Rage of the Age
Local rapper
making name for self on Internet
By Fawn
Porter
Mustang News
Thursday,
May 25, 2006
It’s quite
alright if you call him elderly because that’s his rap. Literally.
Mustang’s “El
D’Rage” is 60 years old, but he’s not about to let that slow him down from his
side career – creating and performing rap music.
Rich Smith
said he’s on a mission to create rap music that transcends generations and that
all people can listen to – without being offended.
“I was always
interested in music and listened to rap and was turned off,” he said. “I
thought I could do a lot better than that and I started doing it.”
A Minnesota
native, El D’Rage said his music is about three things: a celebration of baby
boomers and their parents, unwrapping the rappers and sharing life experiences
accumulated through the years.
"Picking Cans"
“First, it’s
a celebration of two proud generations – the aptly named ‘Greatest Generation’

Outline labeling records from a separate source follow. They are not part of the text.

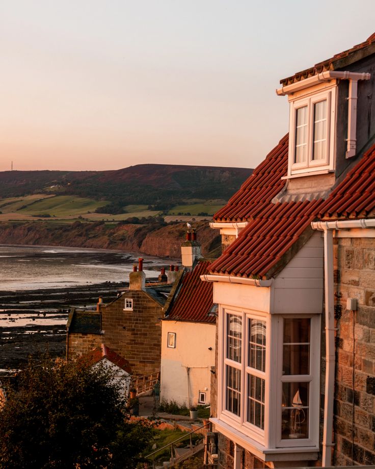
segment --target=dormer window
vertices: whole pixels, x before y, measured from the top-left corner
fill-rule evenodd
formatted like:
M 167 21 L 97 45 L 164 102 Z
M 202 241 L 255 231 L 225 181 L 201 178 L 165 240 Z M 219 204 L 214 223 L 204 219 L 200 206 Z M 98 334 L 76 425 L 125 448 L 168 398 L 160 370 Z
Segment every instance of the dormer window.
M 335 88 L 290 100 L 288 175 L 334 169 Z

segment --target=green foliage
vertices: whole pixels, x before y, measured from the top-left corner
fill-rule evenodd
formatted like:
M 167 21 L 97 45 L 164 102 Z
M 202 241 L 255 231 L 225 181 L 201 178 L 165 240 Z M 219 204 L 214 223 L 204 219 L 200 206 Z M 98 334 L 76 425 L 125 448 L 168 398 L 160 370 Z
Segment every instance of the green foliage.
M 30 361 L 0 412 L 0 467 L 135 467 L 154 430 L 130 419 L 113 378 L 82 361 Z

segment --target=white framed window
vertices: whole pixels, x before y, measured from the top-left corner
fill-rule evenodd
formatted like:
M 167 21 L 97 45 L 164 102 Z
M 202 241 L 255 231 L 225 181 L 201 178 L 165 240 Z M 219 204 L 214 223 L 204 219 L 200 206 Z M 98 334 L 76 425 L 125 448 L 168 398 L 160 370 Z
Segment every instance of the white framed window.
M 318 447 L 320 315 L 221 307 L 219 419 L 265 448 Z
M 124 311 L 132 311 L 133 310 L 133 299 L 132 298 L 125 298 Z
M 204 391 L 199 391 L 199 397 L 198 402 L 199 404 L 206 403 L 206 393 Z
M 176 348 L 176 333 L 168 332 L 167 339 L 167 347 L 170 349 Z
M 262 440 L 266 391 L 267 318 L 226 311 L 222 414 Z
M 334 168 L 336 88 L 290 101 L 288 176 Z

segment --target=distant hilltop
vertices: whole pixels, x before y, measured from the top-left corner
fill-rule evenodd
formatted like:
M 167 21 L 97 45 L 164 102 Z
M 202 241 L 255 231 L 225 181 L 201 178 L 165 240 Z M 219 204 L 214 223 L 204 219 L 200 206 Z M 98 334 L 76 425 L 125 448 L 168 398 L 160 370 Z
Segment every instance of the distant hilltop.
M 179 204 L 212 199 L 225 202 L 252 170 L 139 164 L 110 171 L 4 171 L 0 172 L 0 198 L 33 194 L 75 195 L 103 201 L 99 208 L 107 213 L 119 213 L 124 206 L 140 204 L 166 211 Z

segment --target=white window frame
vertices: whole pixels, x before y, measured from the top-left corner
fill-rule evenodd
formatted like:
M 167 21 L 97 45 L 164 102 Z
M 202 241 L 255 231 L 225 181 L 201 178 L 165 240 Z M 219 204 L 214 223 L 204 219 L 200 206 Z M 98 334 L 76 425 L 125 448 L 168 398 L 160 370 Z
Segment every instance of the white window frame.
M 219 405 L 220 406 L 220 418 L 233 426 L 236 429 L 251 435 L 256 441 L 260 443 L 264 443 L 264 434 L 266 419 L 268 418 L 268 409 L 266 405 L 267 402 L 267 393 L 269 386 L 267 377 L 269 376 L 269 356 L 270 355 L 269 348 L 266 347 L 265 355 L 265 371 L 263 373 L 255 368 L 253 368 L 247 365 L 248 356 L 248 345 L 249 340 L 249 331 L 248 327 L 249 319 L 254 319 L 257 320 L 263 321 L 265 323 L 266 327 L 266 343 L 269 340 L 269 317 L 268 315 L 262 314 L 258 312 L 250 312 L 234 308 L 225 308 L 223 311 L 222 316 L 223 318 L 223 341 L 222 341 L 222 364 L 221 372 L 222 376 L 222 382 L 223 387 L 219 390 L 220 394 L 219 397 Z M 242 318 L 242 355 L 241 363 L 230 360 L 227 358 L 227 316 L 228 314 L 238 315 Z M 227 373 L 226 366 L 229 365 L 233 368 L 241 371 L 241 396 L 240 396 L 240 410 L 239 416 L 230 412 L 226 409 L 226 389 L 227 389 Z M 250 374 L 258 377 L 264 378 L 265 380 L 265 406 L 264 406 L 264 429 L 261 429 L 247 422 L 248 414 L 248 377 Z M 219 381 L 220 382 L 220 381 Z
M 203 397 L 203 399 L 202 399 Z M 207 393 L 205 391 L 199 391 L 199 397 L 198 398 L 198 404 L 205 404 Z
M 291 448 L 303 448 L 308 451 L 316 451 L 319 446 L 319 416 L 320 396 L 320 314 L 275 314 L 263 313 L 259 311 L 246 310 L 220 305 L 219 369 L 218 381 L 218 422 L 229 425 L 233 430 L 240 432 L 250 441 L 266 448 L 280 449 L 287 451 Z M 227 314 L 237 314 L 243 318 L 243 338 L 241 363 L 237 363 L 226 358 Z M 288 318 L 308 318 L 311 320 L 310 373 L 308 376 L 288 375 L 283 377 L 282 358 L 283 345 L 283 319 Z M 248 320 L 253 318 L 264 321 L 266 324 L 266 356 L 264 373 L 265 406 L 264 428 L 262 430 L 246 421 L 247 418 L 247 370 L 246 365 L 249 331 Z M 244 321 L 245 325 L 244 326 Z M 245 335 L 244 331 L 245 331 Z M 226 365 L 241 370 L 241 410 L 239 416 L 226 409 Z M 252 374 L 254 369 L 251 368 Z M 261 372 L 259 372 L 261 374 Z M 282 383 L 284 381 L 308 381 L 310 383 L 309 395 L 309 435 L 308 438 L 282 439 Z M 233 435 L 235 434 L 234 433 Z M 255 442 L 256 442 L 255 443 Z M 290 451 L 290 450 L 289 450 Z
M 124 303 L 124 311 L 133 310 L 133 299 L 125 298 Z
M 318 171 L 329 172 L 335 167 L 335 132 L 336 127 L 336 87 L 290 99 L 289 124 L 289 161 L 288 176 L 304 175 Z M 327 101 L 327 143 L 326 158 L 313 160 L 314 105 Z M 294 163 L 297 111 L 307 107 L 307 155 L 306 161 Z
M 176 348 L 175 332 L 168 332 L 167 335 L 167 347 L 168 349 Z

and their notoriously funky kids, the Baby Boomers,” he said. “These two
generations have experienced it all – the Great Depression, wars, peace,
poverty, riches … and El D’Rage’s rap puts lyrics to their lives.”
Secondly, El
D’Rage said his music is about “unwrapping the rappers” – a phrase meant to
abandon certain aspects of modern rap music.
He said rap
music originated as an “insightful drama of life in American ghettos,” but
quickly became nothing more than violent, racist music geared toward making the
artist money.
“It’s everything
America shouldn’t stand for,” he said. “(Rap music) had denigrated into a foul-mouthed
expression of all that is wrong with America. Much of it is racist, sexist,
obscene, hateful and just plain wrong for our kids.
”
El D’Rage
said rap’s modern take propagates the wrong message – crime pays, disrespect
pays, being offensive pays and doing one’s worst will “reap the rewards of a
nation growing too fat, too dumb and lazy to give a hoot.”
His call is
for parents to stand up and “do your job.”
Finally,
through his raps, El D’Rage said he wants to take the life lessons of those
over age 60, teaching future generations with them.
“Elder Rap is
about teaching the three T’s – tent, twenties and thirties – about the values
and experiences of their parents’ and grandparents’ generations,” he said. “I
want to entertain them with things they like … but many (songs) have adult
themes like life, death, loss, fun … you name it.”
"Wake Up!"
One of El D’Rage’s
raps, “Sunday Morning,” compares spending a Sunday morning with a loved one to
feeling the pain of loss. He said his inspiration came when he and his wife
Cath – whose rapper name is Puppy Luv – were living in Puerto Rico. Having gone
to Starbucks for coffee and spending the morning at the piers, El D’Rage said
he saw a man at a nearby table whose eyes held the hollowness of having been
with someone his entire life and recently found himself without that person.
“The look in
his eyes … you could tell he’d never been alone like this before,” El D’Rage
said. “I put those two concepts together … and if you listen to it there’s a
bit of a twist.”
The rapper
describes his music as, “what you’d like your grandfather to sound like … but
not necessarily when you’re with him!”
“There are
lots of messages, lots of moralizing and lots of reliving the good old days,”
he said.
He also coins
his rap as “Geritol for mature ears.”